A tink a si wha new Belize weh
di Creole man
di Mestizo
di Garifuna
an di Mayan
no separate as a lis dem
but instead all da Belizeans.
‘All a wi da wan’

di Creole man sey.
‘Todos son hermanos’
‘Asi dice el Mestizo’
‘Ubafu lun Garifuna’
A wanda weh dende mean?
When Maya man sey, ‘Koten waye’
Da ie temple ie wha sho yu.

Who sey me sey Coolie Indian no de?
Go da Punta Gorda,
Check out Yahbra,
Di smell da no sere
Da tacari an wite rice wid
Meat an some good bush.
Climb pan di mule-an-kyart
If ie no wha go, weh di hell
We gwine push it.
Dis ya time da no lakka beffo time,
Memba wen wi cudn’t si?
Now wi move di ting fra ova wi eye
An wi get up affa wi knee
All a wi da one a sey
‘Quepasa’ – yu nho yer mi big
Black mouth an mi lata brains
Man luk ya Bra – da time fi si di
New Belize.”

“Who can hear this read with passion and not be moved with this new vision of who we aspire to be as a people and not be filled with a deep sense of excitement for what we can accomplish?” asked Byrd.

He stated, “A new writer has just burst on the scene in China; she is a young woman who wrote an autobiographical novel entitled I am Fan Sousi, depicting the harsh realities of millions of immigrants like her. When interviewed by a throng of journalists, she said, ‘I never dreamed that the power of the pen would transform my life.’ Well, it has and may also change the life of thousands of others.”

“I want to encourage each of you to never and I mean never—not even in the darkest moments of writers’ block nor after your tenth rejection from a publisher—underestimate the power of your pen to deepen our appreciation of who we are as Belizeans (similarly as Mexicans, Hondurans and Guatemalans). Such individual and collective self-knowledge is the cornerstone upon which a sturdy national edifice can be constructed and enriched united, confident and proud,” observed Dr. Byrd.

The day’s event was divided into two forums, a morning and an afternoon forum. The morning forum was in English, while the afternoon forum was in Spanish.

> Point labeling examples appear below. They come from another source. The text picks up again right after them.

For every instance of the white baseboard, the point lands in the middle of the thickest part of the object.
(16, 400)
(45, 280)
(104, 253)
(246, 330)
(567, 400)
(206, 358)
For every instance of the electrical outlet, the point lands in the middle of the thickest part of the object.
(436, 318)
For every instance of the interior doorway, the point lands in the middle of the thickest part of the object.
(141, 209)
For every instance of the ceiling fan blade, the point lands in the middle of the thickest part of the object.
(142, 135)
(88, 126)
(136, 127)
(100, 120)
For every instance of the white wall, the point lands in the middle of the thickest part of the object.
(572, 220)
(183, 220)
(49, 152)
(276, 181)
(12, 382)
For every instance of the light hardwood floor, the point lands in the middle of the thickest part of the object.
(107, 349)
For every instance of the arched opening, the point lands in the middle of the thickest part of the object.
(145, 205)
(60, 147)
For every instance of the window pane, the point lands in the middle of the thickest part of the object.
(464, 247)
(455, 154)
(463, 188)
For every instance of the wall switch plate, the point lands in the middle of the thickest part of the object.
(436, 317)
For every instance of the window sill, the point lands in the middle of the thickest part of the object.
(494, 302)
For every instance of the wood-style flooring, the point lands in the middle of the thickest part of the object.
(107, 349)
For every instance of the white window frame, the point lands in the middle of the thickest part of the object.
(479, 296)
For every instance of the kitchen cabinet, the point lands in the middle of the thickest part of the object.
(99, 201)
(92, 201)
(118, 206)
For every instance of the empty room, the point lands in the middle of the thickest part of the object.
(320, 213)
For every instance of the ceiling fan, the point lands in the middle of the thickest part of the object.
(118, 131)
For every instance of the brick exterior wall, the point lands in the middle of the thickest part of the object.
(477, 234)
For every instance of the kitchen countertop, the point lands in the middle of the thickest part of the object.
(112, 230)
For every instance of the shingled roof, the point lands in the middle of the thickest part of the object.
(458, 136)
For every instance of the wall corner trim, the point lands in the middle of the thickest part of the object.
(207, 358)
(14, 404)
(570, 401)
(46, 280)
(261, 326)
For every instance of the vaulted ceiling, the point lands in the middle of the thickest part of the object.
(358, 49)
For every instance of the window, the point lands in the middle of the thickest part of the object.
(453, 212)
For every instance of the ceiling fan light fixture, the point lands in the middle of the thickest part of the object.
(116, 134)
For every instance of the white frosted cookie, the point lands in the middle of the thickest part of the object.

The English forum was in the format of a round table discussion and was moderated by Myrna Manzanares, the president of the Belize Kriol Council.
Those taking part in the morning forum included Orlando Cocom, who represented the Belize History Association; Felene Swazo, the president of Belize Writers’ Guild; and a representative from Belize Book Industry Association.

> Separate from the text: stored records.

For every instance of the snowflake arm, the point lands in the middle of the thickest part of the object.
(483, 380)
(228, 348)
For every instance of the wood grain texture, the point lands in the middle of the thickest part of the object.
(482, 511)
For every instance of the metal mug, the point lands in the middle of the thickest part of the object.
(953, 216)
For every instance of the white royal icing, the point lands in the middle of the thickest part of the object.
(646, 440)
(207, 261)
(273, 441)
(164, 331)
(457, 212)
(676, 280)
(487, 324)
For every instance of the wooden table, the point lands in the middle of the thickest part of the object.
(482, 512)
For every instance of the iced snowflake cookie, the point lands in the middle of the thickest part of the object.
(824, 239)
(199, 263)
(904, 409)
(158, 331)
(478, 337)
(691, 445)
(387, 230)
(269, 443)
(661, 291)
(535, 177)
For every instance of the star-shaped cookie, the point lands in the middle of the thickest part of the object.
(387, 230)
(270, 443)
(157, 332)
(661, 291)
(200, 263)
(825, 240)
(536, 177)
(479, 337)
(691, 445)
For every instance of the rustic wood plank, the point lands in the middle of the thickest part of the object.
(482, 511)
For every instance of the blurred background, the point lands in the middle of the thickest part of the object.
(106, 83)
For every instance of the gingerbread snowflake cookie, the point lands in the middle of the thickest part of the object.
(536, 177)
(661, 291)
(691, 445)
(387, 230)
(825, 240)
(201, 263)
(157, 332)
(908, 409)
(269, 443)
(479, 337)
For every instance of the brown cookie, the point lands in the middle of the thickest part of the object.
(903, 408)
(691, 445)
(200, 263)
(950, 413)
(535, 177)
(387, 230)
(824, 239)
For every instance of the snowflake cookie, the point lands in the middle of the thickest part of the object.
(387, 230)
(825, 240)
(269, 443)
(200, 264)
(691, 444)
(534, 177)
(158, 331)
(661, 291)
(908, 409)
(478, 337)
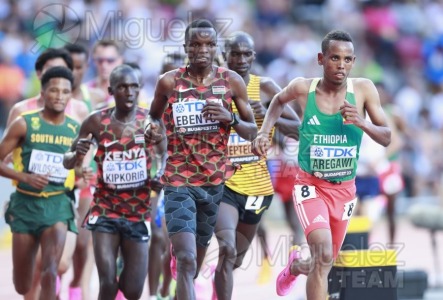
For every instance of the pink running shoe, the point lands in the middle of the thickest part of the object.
(173, 265)
(75, 293)
(58, 285)
(285, 280)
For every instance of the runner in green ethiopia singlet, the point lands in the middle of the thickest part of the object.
(329, 147)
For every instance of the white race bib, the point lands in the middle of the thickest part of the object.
(349, 208)
(45, 162)
(304, 192)
(188, 117)
(126, 173)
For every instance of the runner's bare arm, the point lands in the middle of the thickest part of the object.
(289, 122)
(377, 128)
(246, 127)
(89, 130)
(14, 136)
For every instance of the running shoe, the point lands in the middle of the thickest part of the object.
(75, 293)
(285, 280)
(173, 264)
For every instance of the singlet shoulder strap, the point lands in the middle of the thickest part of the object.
(313, 85)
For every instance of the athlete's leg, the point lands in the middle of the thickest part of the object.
(320, 244)
(208, 202)
(293, 222)
(81, 251)
(225, 227)
(156, 249)
(244, 235)
(166, 262)
(52, 242)
(135, 267)
(24, 251)
(184, 249)
(180, 214)
(106, 247)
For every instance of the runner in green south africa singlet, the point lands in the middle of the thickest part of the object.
(329, 147)
(197, 147)
(42, 153)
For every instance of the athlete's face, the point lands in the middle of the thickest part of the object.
(239, 57)
(56, 94)
(50, 63)
(125, 91)
(201, 46)
(80, 65)
(337, 62)
(106, 58)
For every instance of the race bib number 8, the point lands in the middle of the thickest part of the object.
(304, 192)
(254, 202)
(349, 208)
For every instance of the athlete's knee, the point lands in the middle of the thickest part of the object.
(132, 293)
(48, 275)
(64, 264)
(108, 282)
(157, 236)
(322, 257)
(22, 287)
(186, 261)
(227, 254)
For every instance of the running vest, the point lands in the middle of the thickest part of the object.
(253, 178)
(86, 96)
(197, 147)
(42, 153)
(329, 147)
(123, 182)
(33, 105)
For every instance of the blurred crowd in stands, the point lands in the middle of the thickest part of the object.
(399, 45)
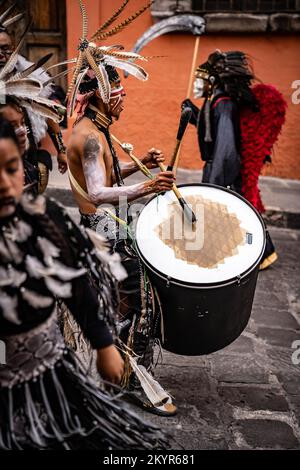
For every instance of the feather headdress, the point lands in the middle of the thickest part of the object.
(5, 21)
(100, 59)
(25, 90)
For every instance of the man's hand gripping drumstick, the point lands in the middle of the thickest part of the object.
(128, 148)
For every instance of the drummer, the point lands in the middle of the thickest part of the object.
(94, 170)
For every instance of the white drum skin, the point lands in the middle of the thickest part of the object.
(162, 257)
(203, 310)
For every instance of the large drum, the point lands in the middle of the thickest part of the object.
(205, 276)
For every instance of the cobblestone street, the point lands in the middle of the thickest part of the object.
(245, 396)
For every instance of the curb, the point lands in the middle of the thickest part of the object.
(273, 217)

In the afternoon session, writer and poet Julio Cesar Pineda, a Honduran, did a reading, as well as David Ruiz, and Carmen Carillo Amando Chan. The poets who read their works in Spanish were presented by Shamika Conorquie.

Mariianni Penados presented the prose readers, which included University of Belize English lecturer and short story writer Ivory Kelly, Felene Cayetano Swazo, Rudy Romero and David Ruiz.